第30話 人形
____ムシャムシャムシャ。
「……おいしー!」
口の中でお餅とあんこが、とろけています。嫌なヤツらがいなくなると、私はお腹が減った。
そんなときに見つけた、あんこが乗ったお餅。露店で売ってた。
ヤマトにねだるとすぐに買ってくれた。
うむ、苦しゅうないぞヤマト!
____ムシャムシャムシャ。
「うめー!」
なんだ、このあんこ。おいしー! お餅もモチモチですよ。もっちもち。
「おかわりー!」
ネズミの店員さんが直ぐに持ってきてくれる。
「……あの、お嬢ちゃん。お代は大丈夫かい?」
品物を置きながらそんなことを言う。
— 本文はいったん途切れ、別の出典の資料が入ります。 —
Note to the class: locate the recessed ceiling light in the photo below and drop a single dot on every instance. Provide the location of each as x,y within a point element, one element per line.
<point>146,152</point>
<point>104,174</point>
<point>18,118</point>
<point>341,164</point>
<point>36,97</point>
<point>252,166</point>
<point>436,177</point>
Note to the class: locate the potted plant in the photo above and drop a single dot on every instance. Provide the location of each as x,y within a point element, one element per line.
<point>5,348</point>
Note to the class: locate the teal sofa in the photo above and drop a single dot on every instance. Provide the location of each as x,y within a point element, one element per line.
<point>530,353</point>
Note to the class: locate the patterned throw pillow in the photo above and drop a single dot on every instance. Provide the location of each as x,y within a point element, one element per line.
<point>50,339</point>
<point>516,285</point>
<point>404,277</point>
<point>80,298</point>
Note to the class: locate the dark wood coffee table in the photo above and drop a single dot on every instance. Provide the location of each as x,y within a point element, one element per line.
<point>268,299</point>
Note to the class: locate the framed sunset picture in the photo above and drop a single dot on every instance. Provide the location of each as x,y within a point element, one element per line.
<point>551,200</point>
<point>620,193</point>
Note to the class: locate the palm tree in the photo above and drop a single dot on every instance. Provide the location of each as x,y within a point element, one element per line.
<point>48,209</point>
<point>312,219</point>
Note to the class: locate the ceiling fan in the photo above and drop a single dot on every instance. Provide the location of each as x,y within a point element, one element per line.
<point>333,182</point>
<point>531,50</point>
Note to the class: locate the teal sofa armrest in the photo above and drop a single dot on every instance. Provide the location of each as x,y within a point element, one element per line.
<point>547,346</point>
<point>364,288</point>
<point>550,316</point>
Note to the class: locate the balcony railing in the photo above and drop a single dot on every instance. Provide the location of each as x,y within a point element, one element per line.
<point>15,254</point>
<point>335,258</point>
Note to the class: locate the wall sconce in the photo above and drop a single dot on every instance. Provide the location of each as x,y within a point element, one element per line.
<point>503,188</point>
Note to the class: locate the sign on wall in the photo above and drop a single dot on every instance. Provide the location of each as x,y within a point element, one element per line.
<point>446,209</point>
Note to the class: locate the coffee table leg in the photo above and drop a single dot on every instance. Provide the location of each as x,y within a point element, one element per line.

ちょっと申し訳なさそうに言う所が可愛い。
「ヤマト! お代!」
私はお金持ってないけど、ヤマトは持ってる。
「……ああ」
ヤマトは何だかぼんやりとしている。
懐から巾着袋を取り出して店員に小判を渡した。
「お、お客さん。小判は困りますよ、もっと小さいヤツでお願いします!」
「……ああ」
それを聞いてヤマトは、銀色の小さなコインみたいな物を渡した。
「どうも、どうも。ではお釣もって参ります」
「ああ……いや待てヒナミがどれほど食うかわからん、食い終わった後で良い」
「さいですか、では失礼します」
____ムシャムシャムシャ。
うめーうめー。
私はさらに二回お代わりした。
お腹ぽんぽんになりました。なんかもう眠たいな。帰って寝ようかな?
「げぷぅ……あー、美味しかった。ごちそうさまヤマト」
「……ああ」
ヤマトの生返事。
「んー、ヤマトなんか元気ない? どうかした?」
「……ああ、いや、少し考え事をしていた」
「考え事?」
「うむ」
「なに考えていたの?」
「……んむ、何と言えば良いか。強さについて、己自身について、かな」
ヤマトは眉間にシワを寄せながら言う。
「ふーん」
私は力になれそうにないな。男の人はよく分かんない事で悩むもんなんだなぁ。
「けぷっう……ところでヤマト?」
「なんだ」
「私眠くなっちゃた、そろそろ帰らない?」
「……あれほど餅を食うからだ、まったく」
「うう、眠いよー」
「買い物はどうするのだ、石も換金しなくてはいけないのだぞ?」
「眠いー眠いー」
目を擦りながら言う。
今日ヤマトは私に甘い気がするので、トコトン攻めてみる。
さあ、ヤマトはどれだけ私のワガママを聞いてくれるのでしょうか! わくわくします。
「……まったく、では帰るか?」
ヤマトが言う。
よし、何か勝った。私は心の中でガッツポーズした。
「おんぶしてー」
私はすごく眠たそうな声を出す。まあ眠たいのは本当なので良い感じの声が出ました。
「……ほれ」
ヤマトが背中を向けてしゃがむ。
ヤッホーい。このドキドキを悟られないようにゆっくりとおんぶされる。
むふー、ヤマトの背中は広い。腕も、がっちりしてるので良い感じです。
ヤマトの背中で、ウトウトする。本当に寝そうだ。
んー。でも今日はちょっとワガママ言い過ぎたな、反省反省。今度はもっと良い子にしよう。ヤマトに迷惑かけすぎてもいけないし。
ウトウトしながら、露店通りを眺める。
このまま帰って寝るか、むしろこのままヤマトの背中で寝るかと言った所で……それが目に入った。
「ヤマト、ストップストップ!」
「ん、どうかしたか?」
ヤマトは止まらず歩き続ける。
そうだ、ヤマトは全然英語出来ないんだった。
「とまってとまって!」
私はヤマトの背中から降りて、一軒の露店に走る。
「お、おいヒナミ?」
「ヤマト、この子買って!」
何だかおどろおどろしい露店に飾られていた、一体の日本人形。
大きさはヤマトより少し大きいくらい。
長い黒髪と、黒い瞳。
赤色の着物を着ているこの子を指差して私は言った。
「ヒナミ、それはやめ……」
「ほほぉ、お客さんお目が高い!」
ヤマトがなにか言おうとするのを遮って、中から店員さんが出てくる。
「わわ」
私はびっくりした。
店員さんは見た目がヤバイ。
ヘビだ。
でっかいヘビ。まんまでっかいヘビにカラフルな布が巻き付いている。
手なんか当然ない。それがスルスルと店から出て
「これは良いですよぉ。戦術呪物兵器の中でもピカイチでしてな。連隊を組ませた場合は街を落とすことも不可能ではないでしょう。まあそれ相応の人身御供も、金子も必要ですがね。フシャシャシャシャ」
ヘビさんが舌をチロチロさせながら言う。